Wrestling with the issue of rights
Shirley Richards, GUEST COLUMNIST
As we commemorate International Human Rights Day on December 10, for those who are thinking about 'rights', the question must inevitably arise - from where do these rights originate? Are these rights granted by the United Nations or by a group of scholars, or by the State itself?
These were some of the questions with which Charles Malik, a framer of the Universal Declaration on Human Rights (UDHR), wrestled. "At the base of every debate and every decision [concerning the UDHR] ... is the question of the nature and origin of these rights. ... Are they conferred upon him by the State, or by society, or by the United Nations? Or do they belong to his nature so that apart from them he simply ceases to be man?" (Charles Malik, June 16, 1948).

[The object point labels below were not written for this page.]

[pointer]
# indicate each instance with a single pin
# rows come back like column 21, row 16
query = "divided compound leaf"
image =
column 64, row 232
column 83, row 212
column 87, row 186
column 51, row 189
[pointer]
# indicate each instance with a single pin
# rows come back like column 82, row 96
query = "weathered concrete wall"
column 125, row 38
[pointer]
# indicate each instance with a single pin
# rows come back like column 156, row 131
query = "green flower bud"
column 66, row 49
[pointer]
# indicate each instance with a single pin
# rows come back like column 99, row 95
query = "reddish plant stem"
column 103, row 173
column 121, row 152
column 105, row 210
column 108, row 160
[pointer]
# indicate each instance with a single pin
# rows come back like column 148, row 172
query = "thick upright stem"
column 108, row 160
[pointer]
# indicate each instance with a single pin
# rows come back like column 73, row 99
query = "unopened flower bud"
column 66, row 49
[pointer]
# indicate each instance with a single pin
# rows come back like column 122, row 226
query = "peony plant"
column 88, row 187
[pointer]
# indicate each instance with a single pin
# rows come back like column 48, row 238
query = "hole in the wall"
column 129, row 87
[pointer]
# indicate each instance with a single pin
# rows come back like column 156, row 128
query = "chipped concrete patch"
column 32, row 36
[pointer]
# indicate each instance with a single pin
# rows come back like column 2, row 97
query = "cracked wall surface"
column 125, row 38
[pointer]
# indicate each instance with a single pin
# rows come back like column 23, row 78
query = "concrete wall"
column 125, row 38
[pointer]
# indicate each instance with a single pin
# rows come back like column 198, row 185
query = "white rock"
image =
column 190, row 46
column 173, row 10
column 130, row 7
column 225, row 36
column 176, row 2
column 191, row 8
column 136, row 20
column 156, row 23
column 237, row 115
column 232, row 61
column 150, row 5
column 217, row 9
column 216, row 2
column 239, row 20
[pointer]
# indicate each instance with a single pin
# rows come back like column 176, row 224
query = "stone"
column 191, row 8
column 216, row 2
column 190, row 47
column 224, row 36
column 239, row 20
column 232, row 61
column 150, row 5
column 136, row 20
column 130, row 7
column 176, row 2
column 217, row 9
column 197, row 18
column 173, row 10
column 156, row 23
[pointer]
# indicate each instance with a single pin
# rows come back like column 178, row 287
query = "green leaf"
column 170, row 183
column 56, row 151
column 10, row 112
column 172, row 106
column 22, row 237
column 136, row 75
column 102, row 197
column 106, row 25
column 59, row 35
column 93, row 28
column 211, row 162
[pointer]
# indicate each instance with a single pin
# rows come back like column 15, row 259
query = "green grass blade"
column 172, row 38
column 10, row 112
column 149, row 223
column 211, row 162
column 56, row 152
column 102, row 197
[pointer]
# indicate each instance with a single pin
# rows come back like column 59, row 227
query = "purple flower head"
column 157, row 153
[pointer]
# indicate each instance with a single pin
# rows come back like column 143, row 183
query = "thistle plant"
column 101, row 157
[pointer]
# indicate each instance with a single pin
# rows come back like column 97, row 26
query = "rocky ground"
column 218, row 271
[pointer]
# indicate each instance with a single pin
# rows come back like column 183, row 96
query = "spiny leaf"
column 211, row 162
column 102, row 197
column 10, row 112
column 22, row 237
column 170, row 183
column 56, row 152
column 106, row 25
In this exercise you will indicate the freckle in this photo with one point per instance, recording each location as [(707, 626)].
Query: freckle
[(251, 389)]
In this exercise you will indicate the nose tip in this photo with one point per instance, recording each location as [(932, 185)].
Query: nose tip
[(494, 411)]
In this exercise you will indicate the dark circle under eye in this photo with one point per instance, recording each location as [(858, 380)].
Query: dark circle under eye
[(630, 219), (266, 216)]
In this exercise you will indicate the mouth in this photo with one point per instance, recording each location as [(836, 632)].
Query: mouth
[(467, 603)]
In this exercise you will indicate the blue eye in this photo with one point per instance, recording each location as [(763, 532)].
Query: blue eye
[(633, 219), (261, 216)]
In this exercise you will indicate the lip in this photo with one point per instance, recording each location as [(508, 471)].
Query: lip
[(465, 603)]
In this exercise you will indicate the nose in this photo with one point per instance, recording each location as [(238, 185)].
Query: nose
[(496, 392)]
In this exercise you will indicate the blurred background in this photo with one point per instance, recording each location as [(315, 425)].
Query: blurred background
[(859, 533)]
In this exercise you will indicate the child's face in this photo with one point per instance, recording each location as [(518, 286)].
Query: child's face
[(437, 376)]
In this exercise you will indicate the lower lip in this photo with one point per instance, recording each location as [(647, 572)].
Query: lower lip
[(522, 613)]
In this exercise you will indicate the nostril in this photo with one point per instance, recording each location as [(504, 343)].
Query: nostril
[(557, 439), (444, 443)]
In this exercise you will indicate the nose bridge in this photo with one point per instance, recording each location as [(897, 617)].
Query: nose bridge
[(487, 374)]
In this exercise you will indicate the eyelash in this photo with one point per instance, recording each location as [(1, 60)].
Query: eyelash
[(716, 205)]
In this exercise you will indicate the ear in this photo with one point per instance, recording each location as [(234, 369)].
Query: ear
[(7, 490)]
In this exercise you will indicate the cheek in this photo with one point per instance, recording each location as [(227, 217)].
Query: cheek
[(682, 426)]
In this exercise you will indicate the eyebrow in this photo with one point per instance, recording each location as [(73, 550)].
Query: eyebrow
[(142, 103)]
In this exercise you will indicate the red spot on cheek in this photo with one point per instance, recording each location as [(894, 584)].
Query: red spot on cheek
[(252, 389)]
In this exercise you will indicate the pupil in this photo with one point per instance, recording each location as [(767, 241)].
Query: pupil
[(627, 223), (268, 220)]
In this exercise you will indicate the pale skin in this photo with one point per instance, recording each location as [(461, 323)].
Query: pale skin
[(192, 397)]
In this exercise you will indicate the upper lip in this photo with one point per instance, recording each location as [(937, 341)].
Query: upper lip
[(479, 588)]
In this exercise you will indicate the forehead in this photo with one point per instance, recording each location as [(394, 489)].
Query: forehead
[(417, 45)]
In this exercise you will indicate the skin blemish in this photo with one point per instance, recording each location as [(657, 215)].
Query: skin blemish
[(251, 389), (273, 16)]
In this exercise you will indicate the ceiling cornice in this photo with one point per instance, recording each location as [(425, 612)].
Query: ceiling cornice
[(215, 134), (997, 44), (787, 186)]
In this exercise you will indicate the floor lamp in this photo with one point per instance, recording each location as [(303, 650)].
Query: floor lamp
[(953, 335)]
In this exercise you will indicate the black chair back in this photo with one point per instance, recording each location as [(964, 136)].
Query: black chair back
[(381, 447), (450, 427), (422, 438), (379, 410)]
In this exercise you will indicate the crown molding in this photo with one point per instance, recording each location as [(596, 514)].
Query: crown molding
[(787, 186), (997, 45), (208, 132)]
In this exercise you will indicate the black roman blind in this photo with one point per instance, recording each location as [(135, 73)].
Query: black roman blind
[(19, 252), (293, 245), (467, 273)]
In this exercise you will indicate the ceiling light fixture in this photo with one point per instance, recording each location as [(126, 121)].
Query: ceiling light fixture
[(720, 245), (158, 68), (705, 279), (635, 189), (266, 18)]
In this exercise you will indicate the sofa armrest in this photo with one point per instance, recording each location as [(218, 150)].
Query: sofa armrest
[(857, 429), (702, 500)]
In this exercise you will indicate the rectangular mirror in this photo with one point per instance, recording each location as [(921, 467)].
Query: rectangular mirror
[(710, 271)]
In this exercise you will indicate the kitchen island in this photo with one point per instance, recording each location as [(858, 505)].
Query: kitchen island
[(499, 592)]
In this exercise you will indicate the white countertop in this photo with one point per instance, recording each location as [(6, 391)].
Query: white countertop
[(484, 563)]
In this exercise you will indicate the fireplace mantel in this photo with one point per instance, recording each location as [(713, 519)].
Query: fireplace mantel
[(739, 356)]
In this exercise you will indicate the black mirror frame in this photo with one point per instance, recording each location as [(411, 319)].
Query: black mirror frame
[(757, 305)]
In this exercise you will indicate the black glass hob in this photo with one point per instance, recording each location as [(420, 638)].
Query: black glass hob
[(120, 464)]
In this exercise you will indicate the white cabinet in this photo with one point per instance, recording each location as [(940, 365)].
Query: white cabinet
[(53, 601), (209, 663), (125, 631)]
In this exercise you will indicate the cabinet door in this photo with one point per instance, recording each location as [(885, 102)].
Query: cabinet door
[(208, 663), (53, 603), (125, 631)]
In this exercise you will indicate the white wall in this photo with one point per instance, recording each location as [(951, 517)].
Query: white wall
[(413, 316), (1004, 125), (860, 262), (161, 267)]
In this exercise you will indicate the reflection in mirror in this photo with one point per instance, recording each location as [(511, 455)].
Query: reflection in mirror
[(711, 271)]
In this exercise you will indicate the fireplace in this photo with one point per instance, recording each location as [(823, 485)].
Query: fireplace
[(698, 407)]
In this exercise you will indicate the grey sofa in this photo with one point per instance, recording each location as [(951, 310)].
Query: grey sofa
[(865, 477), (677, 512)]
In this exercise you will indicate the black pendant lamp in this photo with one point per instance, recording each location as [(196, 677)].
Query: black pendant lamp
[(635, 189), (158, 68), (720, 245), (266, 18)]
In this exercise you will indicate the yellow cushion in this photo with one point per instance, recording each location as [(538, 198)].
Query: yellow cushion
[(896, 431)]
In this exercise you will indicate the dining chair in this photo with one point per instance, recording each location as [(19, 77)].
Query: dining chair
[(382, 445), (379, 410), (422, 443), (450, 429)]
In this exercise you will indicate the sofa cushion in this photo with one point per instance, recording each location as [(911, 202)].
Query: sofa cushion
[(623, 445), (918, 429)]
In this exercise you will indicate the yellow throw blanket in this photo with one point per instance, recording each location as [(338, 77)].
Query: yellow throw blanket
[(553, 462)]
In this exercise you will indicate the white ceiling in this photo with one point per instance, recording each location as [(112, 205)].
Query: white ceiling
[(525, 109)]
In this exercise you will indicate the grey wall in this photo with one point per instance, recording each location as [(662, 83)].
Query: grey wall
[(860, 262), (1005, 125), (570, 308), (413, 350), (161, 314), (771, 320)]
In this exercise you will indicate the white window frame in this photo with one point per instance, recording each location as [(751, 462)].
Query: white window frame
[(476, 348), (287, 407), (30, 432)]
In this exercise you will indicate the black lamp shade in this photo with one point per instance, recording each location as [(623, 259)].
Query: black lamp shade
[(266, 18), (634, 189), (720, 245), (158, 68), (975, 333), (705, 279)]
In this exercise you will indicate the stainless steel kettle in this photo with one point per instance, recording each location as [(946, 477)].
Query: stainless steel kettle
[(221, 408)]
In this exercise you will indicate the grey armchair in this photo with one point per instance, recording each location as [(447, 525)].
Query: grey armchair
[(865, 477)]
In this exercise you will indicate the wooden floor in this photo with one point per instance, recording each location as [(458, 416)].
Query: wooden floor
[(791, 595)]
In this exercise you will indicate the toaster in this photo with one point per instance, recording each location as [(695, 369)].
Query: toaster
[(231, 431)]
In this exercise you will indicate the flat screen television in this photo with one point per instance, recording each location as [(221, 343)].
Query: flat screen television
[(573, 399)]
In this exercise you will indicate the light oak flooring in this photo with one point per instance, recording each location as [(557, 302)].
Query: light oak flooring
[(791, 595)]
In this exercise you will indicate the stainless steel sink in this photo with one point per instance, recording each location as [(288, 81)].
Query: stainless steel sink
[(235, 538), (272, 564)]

When the Americans declared their Independence in 1776, they seemed to have no problem with their understanding of the source of rights. "We hold these truths to be self-evident, that all men are created equal, that they are endowed by their Creator with certain inalienable Rights, that among these are Life, Liberty and the Pursuit of Happiness." (Emphasis mine)
This idea of there being a transcendent nature to 'rights'' and to law, generally, was what assisted the judges at the Nuremberg trial. The judges were forced to find a law above the law when they were faced with the defence that the atrocities committed had been legitimised by the State. Thus Robert H. Jackson, American chief prosecutor and associate justice of US Supreme Court, is reported to have reasoned as follows:
"The last stand of those implicated was not that the evidence failed to convict of the acts, but that the law had failed to make the acts crimes ... . Common law depends less on what is commanded by authority and more on what is indicated by reason. The judge ... applies what has sometimes been called a natural law that binds each man to refrain from acts so inherently wrong and injurious to others that he must know they will be treated as criminal."
Martin Luther King, while in a Birmingham City jail in 1963, thinking about the nature of law, wrote a very instructive piece:
"A just law is a man-made code that squares with the moral law, or the law of God. An unjust law is a code that is out of harmony with the moral law. ... An unjust law is a human law that is not rooted in eternal and natural law. Any law that uplifts human personality is just. Any law that degrades human personality is unjust ... . An unjust law is a code that a numerical or power majority group compels a minority group to obey but does not make binding on itself ... . A just law is a code that a majority compels a minority to follow and that it is willing to follow itself."
One of the privileges of being human is that we are able to use our freedom to promulgate laws. The question which is always worthy of consideration when promulgating laws is how one balances the rights of an individual with the duties and obligations owed to a society?
In the past, it was thought that one of the primary duties of human society was the defence of human life. Thus, laws were passed in the interest of the 'common good', meaning that good which is common to all. The question which is implicit in the concept of the common good is: What laws and policies best promote human flourishing? Sadly, many scholars no longer operate on that basis.
What now prevails is the premise that each person is his own 'ultimate evaluative authority'. Each person is his own 'god'. In this framework, 'rights' are seen as an end to themselves. The story of the man and his son who ended up carrying their donkey comes to mind.
The late Professor Ralph Carnegie, in giving his minority report in the matter of the liberalisation of the abortion laws in Barbados in 1978, bemoaned the placing of "freedom to do what is convenient'' above the value of respect for human life. It appears that as part of this "freedom to do what is convenient" is the 'right to destroy'. This 'right' allows individuals to destroy unborn babies, to engage in hitherto unspeakable sexual practices, and to even destroy one's own life, all without regard for the common good!
If one has the right to destroy the life of the unborn, why shouldn't that right operate after birth? Who gives the State authority to limit my "freedom to do what is convenient"? Who gives the State authority to limit one's sexual choices to adults only? Why shouldn't a child have the right to participate in sexual activity? Is there then also a place for mooring human rights in natural law, that law that is above the law, those principles which "we cannot not know", lest the doctrine of human rights itself also become twisted and perverted?
These are questions Jamaica must wrestle with.